Gadis itu semakin memelan. Ia melihat kerumunan yang sibuk memadamkan api. Kebun pisang itu ... benar-benar terbakar. Ana juga melihat sebuah truk pemadam. Ia berjalan mendekati salah seorang warga yang sedang berbincang-bincang.
"Kapan desa kita ini maju? Akses dari kota pun dipersulit," ujar salah satunya.
"Ya, kalau tidak, sudah dari beberapa jam yang lalu apinya padam." Yang lain menimpali.
Ana masih mematung tak jauh dari para warga yang masih terlihat berada di lokasi kebakaran. Gadis itu menerka-nerka apa yang menjadi penyebab semua ini. Ia melihat sekeliling yang mulai diterpa cahaya mentari meski masih agak gelap. Terbentuk tanda tanya di wajahnya. Mungkinkah kebakaran ini ada hubungannya dengan kejadian tadi malam?
Karena tidak ada yang bisa ia lakukan lagi, Ana berbalik. Gadis itu memutuskan untuk pulang dan meninggalkan tempat ini.
"Ana?" Sebuah suara yang tidak asing memanggil namanya. Gadis itu celingukan mencari sumber suara dan mendapati Juki yang sedang berdiri. Laki-laki itu tersenyum kepadanya seperti biasa, bedanya ia sekarang tidak menarik sebuah gerobak.
"Juki," sapa Ana.
"Ngapain di sini?" tanya Juki.
Sekeliling mereka mulai terang.
"Nggak ngapa-ngapain, cuma jalan-jalan pagi biasa. Olahraga," jawab Ana.
Mereka kemudian berjalan bersisian. Keduanya bercerita tentang kejadian tadi malam. Juki bilang kalau dirinya ikut membantu menahan tangan salah satu dari orang yang kesurupan kemarin. Malam itu dilewati dengan ketegangan. Juki juga berkata, saat mereka sudah terlihat tenang, mereka akan dilepaskan dan dibiarkan tidur terlelap. Namun, itu tidak berlangsung lama karena mereka memberontak lagi.

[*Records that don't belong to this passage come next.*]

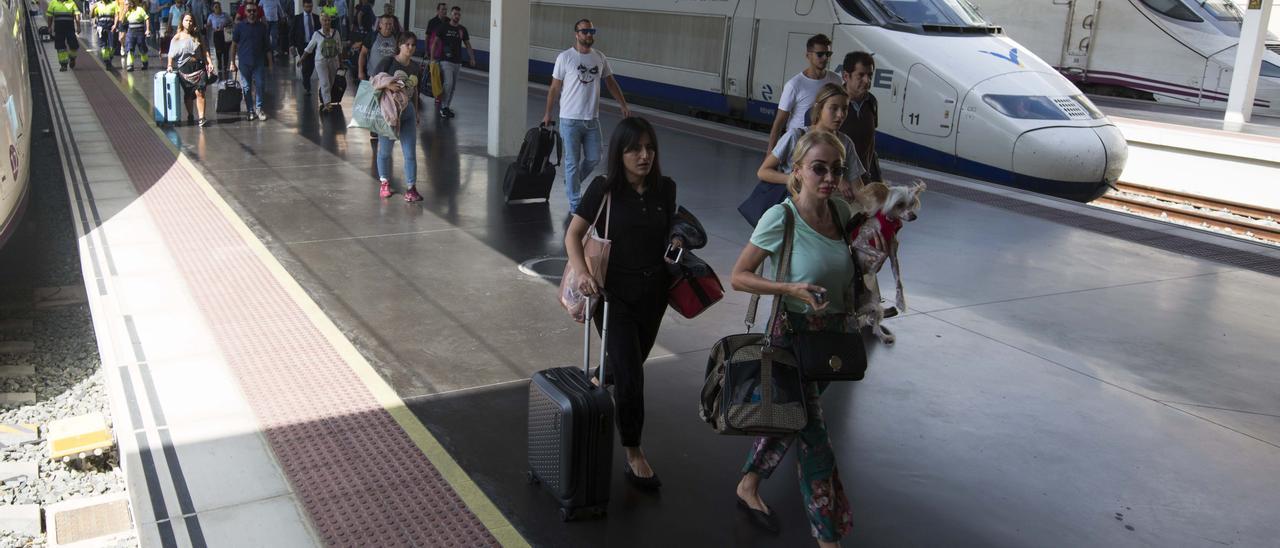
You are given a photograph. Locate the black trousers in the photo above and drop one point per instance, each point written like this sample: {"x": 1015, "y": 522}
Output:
{"x": 309, "y": 68}
{"x": 636, "y": 305}
{"x": 64, "y": 36}
{"x": 222, "y": 49}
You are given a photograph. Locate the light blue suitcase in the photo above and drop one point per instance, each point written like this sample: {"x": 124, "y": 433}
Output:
{"x": 167, "y": 96}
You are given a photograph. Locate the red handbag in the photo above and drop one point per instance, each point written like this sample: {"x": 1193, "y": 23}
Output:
{"x": 695, "y": 290}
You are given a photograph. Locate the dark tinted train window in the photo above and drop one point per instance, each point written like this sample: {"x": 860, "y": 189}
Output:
{"x": 1175, "y": 9}
{"x": 855, "y": 8}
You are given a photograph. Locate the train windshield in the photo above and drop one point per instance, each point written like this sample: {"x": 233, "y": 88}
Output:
{"x": 1175, "y": 9}
{"x": 1223, "y": 10}
{"x": 951, "y": 13}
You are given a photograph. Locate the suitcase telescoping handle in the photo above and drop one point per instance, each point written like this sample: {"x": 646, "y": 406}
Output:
{"x": 586, "y": 337}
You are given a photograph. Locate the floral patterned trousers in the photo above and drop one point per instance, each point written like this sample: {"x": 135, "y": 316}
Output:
{"x": 830, "y": 516}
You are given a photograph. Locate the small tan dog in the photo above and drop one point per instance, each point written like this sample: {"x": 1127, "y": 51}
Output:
{"x": 873, "y": 238}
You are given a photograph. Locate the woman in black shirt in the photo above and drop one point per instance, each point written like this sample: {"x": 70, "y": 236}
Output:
{"x": 643, "y": 202}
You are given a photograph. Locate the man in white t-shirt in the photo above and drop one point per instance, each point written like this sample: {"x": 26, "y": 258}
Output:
{"x": 576, "y": 85}
{"x": 799, "y": 92}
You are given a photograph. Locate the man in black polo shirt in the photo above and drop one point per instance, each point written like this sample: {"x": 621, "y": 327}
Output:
{"x": 863, "y": 112}
{"x": 434, "y": 50}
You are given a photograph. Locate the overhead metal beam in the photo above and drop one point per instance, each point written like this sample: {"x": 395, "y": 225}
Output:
{"x": 1248, "y": 62}
{"x": 508, "y": 76}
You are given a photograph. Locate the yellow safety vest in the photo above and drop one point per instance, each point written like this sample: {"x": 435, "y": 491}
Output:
{"x": 104, "y": 13}
{"x": 62, "y": 10}
{"x": 137, "y": 18}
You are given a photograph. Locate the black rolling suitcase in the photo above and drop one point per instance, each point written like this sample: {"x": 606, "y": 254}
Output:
{"x": 571, "y": 432}
{"x": 229, "y": 97}
{"x": 531, "y": 176}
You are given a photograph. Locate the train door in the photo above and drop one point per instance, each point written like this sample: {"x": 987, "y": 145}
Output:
{"x": 1078, "y": 39}
{"x": 928, "y": 105}
{"x": 780, "y": 54}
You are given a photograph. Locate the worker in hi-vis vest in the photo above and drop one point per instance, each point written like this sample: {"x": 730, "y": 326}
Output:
{"x": 104, "y": 16}
{"x": 136, "y": 37}
{"x": 64, "y": 21}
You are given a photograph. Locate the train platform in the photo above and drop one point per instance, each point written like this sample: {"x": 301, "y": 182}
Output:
{"x": 296, "y": 361}
{"x": 1262, "y": 128}
{"x": 1192, "y": 151}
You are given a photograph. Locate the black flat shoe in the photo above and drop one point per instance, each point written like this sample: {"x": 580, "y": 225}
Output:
{"x": 650, "y": 483}
{"x": 767, "y": 521}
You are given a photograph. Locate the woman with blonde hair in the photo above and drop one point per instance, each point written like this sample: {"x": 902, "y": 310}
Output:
{"x": 826, "y": 114}
{"x": 816, "y": 297}
{"x": 188, "y": 54}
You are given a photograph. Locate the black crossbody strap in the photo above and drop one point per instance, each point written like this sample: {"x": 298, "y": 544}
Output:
{"x": 784, "y": 268}
{"x": 844, "y": 234}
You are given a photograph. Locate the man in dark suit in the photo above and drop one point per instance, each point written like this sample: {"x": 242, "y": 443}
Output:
{"x": 301, "y": 28}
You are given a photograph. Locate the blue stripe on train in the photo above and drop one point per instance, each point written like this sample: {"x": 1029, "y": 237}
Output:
{"x": 903, "y": 150}
{"x": 888, "y": 146}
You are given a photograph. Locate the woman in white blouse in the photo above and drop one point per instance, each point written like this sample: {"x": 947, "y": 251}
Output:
{"x": 327, "y": 45}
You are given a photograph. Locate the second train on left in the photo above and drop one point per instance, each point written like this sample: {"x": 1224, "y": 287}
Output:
{"x": 14, "y": 118}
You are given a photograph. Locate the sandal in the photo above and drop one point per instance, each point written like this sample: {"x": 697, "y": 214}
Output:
{"x": 650, "y": 483}
{"x": 763, "y": 520}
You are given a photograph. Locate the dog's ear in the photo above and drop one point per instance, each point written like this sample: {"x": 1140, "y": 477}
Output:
{"x": 867, "y": 196}
{"x": 878, "y": 192}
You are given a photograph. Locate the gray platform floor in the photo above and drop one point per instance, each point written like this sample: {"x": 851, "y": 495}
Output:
{"x": 1051, "y": 386}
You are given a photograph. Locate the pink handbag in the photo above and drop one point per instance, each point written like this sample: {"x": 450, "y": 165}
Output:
{"x": 595, "y": 252}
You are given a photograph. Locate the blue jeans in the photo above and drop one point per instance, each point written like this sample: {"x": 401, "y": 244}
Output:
{"x": 583, "y": 150}
{"x": 408, "y": 146}
{"x": 252, "y": 94}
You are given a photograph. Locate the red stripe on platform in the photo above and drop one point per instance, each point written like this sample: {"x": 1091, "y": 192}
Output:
{"x": 359, "y": 475}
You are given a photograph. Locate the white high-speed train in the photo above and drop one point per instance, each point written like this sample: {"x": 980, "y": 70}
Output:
{"x": 14, "y": 118}
{"x": 1179, "y": 51}
{"x": 954, "y": 91}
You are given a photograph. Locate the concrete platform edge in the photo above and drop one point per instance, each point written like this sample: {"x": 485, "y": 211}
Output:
{"x": 457, "y": 478}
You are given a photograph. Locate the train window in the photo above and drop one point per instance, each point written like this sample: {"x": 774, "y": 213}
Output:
{"x": 1025, "y": 106}
{"x": 1173, "y": 8}
{"x": 1223, "y": 9}
{"x": 933, "y": 12}
{"x": 1088, "y": 106}
{"x": 855, "y": 8}
{"x": 1270, "y": 69}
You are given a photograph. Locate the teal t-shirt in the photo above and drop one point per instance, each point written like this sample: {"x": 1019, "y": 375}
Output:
{"x": 814, "y": 257}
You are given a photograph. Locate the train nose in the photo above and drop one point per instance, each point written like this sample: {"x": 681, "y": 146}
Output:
{"x": 1077, "y": 163}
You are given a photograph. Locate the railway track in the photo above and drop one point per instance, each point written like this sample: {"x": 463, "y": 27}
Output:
{"x": 1237, "y": 219}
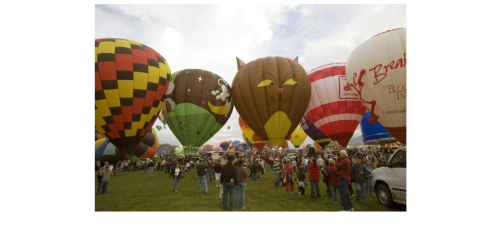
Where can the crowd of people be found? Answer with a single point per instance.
(338, 170)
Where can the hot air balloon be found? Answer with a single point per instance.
(314, 133)
(376, 72)
(397, 144)
(245, 139)
(97, 136)
(334, 108)
(198, 106)
(271, 95)
(149, 145)
(298, 136)
(106, 151)
(224, 145)
(179, 150)
(130, 82)
(251, 136)
(374, 134)
(317, 147)
(207, 148)
(243, 147)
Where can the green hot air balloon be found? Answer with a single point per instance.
(197, 106)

"Begitu terus terulang-ulang. Hingga datang Pak Ustaz, akhirnya dia bisa nenangin mereka," jelas Juki.
"Tapi para warga tidak lengah begitu saja, ada yang berkumpul di pos ronda juga ada yang berkeliling. Saya kemarin ikut berjaga semalaman. Sampai menjelang subuh baru pulang dan nggak salat karena langsung ke sini pas lihat rame-rame."
Penjelasan Juki membuat gadis di sampingnya mengangguk paham. Benar-benar malam yang melelahkan bagi seluruh warga desa Berangai. Namun, Ana teringat akan satu hal. Gadis itu terburu-buru pamit dan meninggalkan Juki yang kebingungan menatap kepergiannya.
"Aku harus memcari buku Meri," ujarnya dalam hati. Namun, ia baru ingat kalau Ayahnya yang menyembunyikan buku itu. Dan jika Ayah menyembunyikan sesuatu, maka akan sulit untuk mendapatkannya. Ah, itu urusan nanti, yang penting ia harus berusaha mencari buku itu.
Ana sampai di rumah Nenek. Ia mencari Ayah, Ibu, juga neneknya dengan memanggil-manggil nama mereka. Namun, hanya Nenek yang muncul dan menyambutnya. Nenek menjelaskan kalau orang tua Ana berangkat ke balai desa. Ada sesuatu yang hendak disampaikan oleh kepala desa selaku pemimpin terkait dengan kejadian kemarin malam yang menimpa para warga.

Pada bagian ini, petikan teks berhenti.